Parallèlement, les permis de construire qui constituent un indicateur avancé des mises en chantier continuent de souffrir. En effet, après avoir progressé de 7,5 % en mars à 574 000, ces derniers ont retrouvé le chemin de la baisse en avril pour reculer de 4 % à 551 000.

Tant que le secteur de la construction restera grippé cela empêchera la Fed de remonter ses taux d’intérêt.

Le secteur de la construction reste grippé.

Sources : Department of Commerce, BEA, Datastream

Par ailleurs, la production industrielle américaine qui avait progressé de 1,6 % au 1T11 démarre très timidement le deuxième trimestre. En effet alors qu’une petite hausse de 0,4 % était attendue par le consensus, cette dernière a affiché une croissance nulle en avril.

Il faut cependant relativiser cette petite «contre performance» puisqu’elle fait suite à une hausse de 0,7 % en mars.

De surcroît, le glissement annuel de la production industrielle américaine demeure conséquent puisqu’il affiche un niveau de 5 % en avril.

Enfin, si la production manufacturière a régressé de 0,4% en avril, c’est essentiellement du fait d’une chute de 8,9 % dans le secteur automobile.

 En effet, ce secteur subit les effets collatéraux du séisme japonais qui a considérablement affecté l’approvisionnement des pièces automobiles vers les Etats-Unis.

 En d’autres termes, il ne s’agit aucunement d’un problème structurel mais d’un facteur externe, donc temporaire. D’ailleurs, hors automobile, la production manufacturière américaine affiche une hausse de 0,2 %.

L’industrie est toujours solide outre-Atlantique.

Sources : Federal Reserve, Datastream

Enfin, l’indicateur avancé du Conference Board a été relativement décevant.

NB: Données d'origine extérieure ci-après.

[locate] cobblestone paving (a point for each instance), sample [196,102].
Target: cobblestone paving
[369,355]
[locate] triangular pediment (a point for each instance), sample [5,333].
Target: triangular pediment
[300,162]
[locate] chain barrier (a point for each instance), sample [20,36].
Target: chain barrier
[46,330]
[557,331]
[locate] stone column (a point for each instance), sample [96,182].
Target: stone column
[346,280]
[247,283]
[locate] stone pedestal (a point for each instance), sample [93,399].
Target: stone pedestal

En effet, alors que le consensus attendait une petite hausse (+0,1 %), cet indicateur s’est replié de 0,3 % en avril.

Cependant, un point ne fait pas une tendance, et ce recul qui intervient après neuf mois de hausse ininterrompue, peut être considéré comme une correction baissière logique.

Le détail statistique indique que ce sont l’emploi et le secteur de la construction qui ont tiré l’indicateur avancé du Conference Board vers le bas. Plus globalement, ces deux secteurs qui malgré leur progression, restent convalescents, expliquent largement pourquoi la croissance américaine ne pourra pas atteindre les 4 % en 2011.

Cette dernière sera toutefois soutenue cette année, puisque bien loin du petit 2 % attendu dans la zone euro, le PIB américain devrait se situer autour de son niveau structurel à savoir 3 %.

Jérôme Boué


La météo économique de la semaine écoulée :

 

 



Les Marchés:

Japon : la baisse du yen est la dernière chance.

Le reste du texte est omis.